Dell is expected to bring out the yet-to-priced Latitude 7285 laptop in mid-July, the first with built-in wireless charging based on WiTricity’s approach. For now, it will require a charging pad.

But WiTricity’s vision is to move such charging technology under the desk, into a nightstand or kitchen countertop.

The same principle might apply if you park an electric vehicle over a charging pad in your garage.

“It’s not about filling whole rooms with power,” WiTricity CEO Alex Gruzen says. “We’re talking moving inches to feet.”

 

Some are thinking bigger than rooms or even buildings, as in whole cities.  In April, AirFuel Alliance — another wireless standards organization — announced the launch of its first resonant-based smart city ecosystem in Shenzhen City, China, to provide wireless charging service in a variety of public venues including the airport, subway stations, hotels, restaurants, and shopping malls. Qualcomm and Chargifi are among the companies involved in the effort.

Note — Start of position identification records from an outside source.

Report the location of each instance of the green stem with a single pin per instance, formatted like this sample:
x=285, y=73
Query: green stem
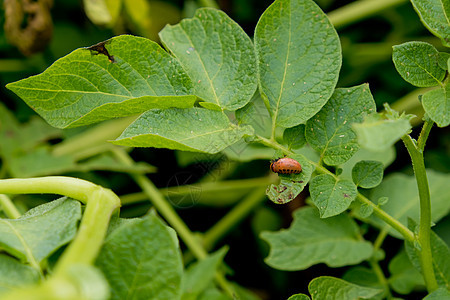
x=424, y=135
x=240, y=186
x=425, y=207
x=403, y=230
x=380, y=239
x=8, y=207
x=100, y=203
x=169, y=213
x=87, y=244
x=381, y=278
x=360, y=10
x=394, y=223
x=234, y=217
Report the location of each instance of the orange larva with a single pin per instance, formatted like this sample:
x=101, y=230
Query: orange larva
x=286, y=165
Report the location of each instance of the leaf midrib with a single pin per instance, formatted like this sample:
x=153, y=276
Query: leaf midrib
x=275, y=116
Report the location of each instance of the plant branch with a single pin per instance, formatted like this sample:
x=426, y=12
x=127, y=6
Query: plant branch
x=403, y=230
x=394, y=223
x=100, y=204
x=233, y=217
x=167, y=211
x=8, y=207
x=425, y=207
x=240, y=186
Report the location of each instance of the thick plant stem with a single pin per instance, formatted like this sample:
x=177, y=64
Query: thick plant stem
x=167, y=211
x=100, y=203
x=89, y=239
x=425, y=211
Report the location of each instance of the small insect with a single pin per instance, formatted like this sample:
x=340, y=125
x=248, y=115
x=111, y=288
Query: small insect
x=101, y=49
x=285, y=165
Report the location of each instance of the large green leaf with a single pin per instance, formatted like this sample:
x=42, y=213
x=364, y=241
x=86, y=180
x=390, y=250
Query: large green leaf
x=378, y=134
x=404, y=198
x=386, y=157
x=331, y=288
x=435, y=14
x=134, y=75
x=366, y=277
x=150, y=269
x=330, y=195
x=299, y=58
x=217, y=54
x=13, y=274
x=194, y=129
x=40, y=231
x=436, y=104
x=330, y=131
x=311, y=240
x=417, y=63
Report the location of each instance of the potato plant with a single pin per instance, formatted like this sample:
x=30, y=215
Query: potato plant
x=213, y=90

Energous CEO Rizzone expects the first wave of its true transmitters with the required FCC approvals to hit the market at the end of the year. (It did recently get FCC approval for a mat-based solution.) But as a semiconductor company, Energous doesn’t build the final devices, instead working with the consumer electronics and home devices companies it expects to integrate the technology.

“In the not too distant future, we believe there will be a single device that will provide Internet connectivity and your wire-free power," Rizzone says.

Ossia's Zeine, who demonstrated a working prototype of the company's Wi-Fi-like Cota wireless power solution to USA TODAY, says there could be commercial solutions based on the tech towards the end of 2018.

If he and his industry peers prove successful, consumers are sure to get juiced up over wireless power.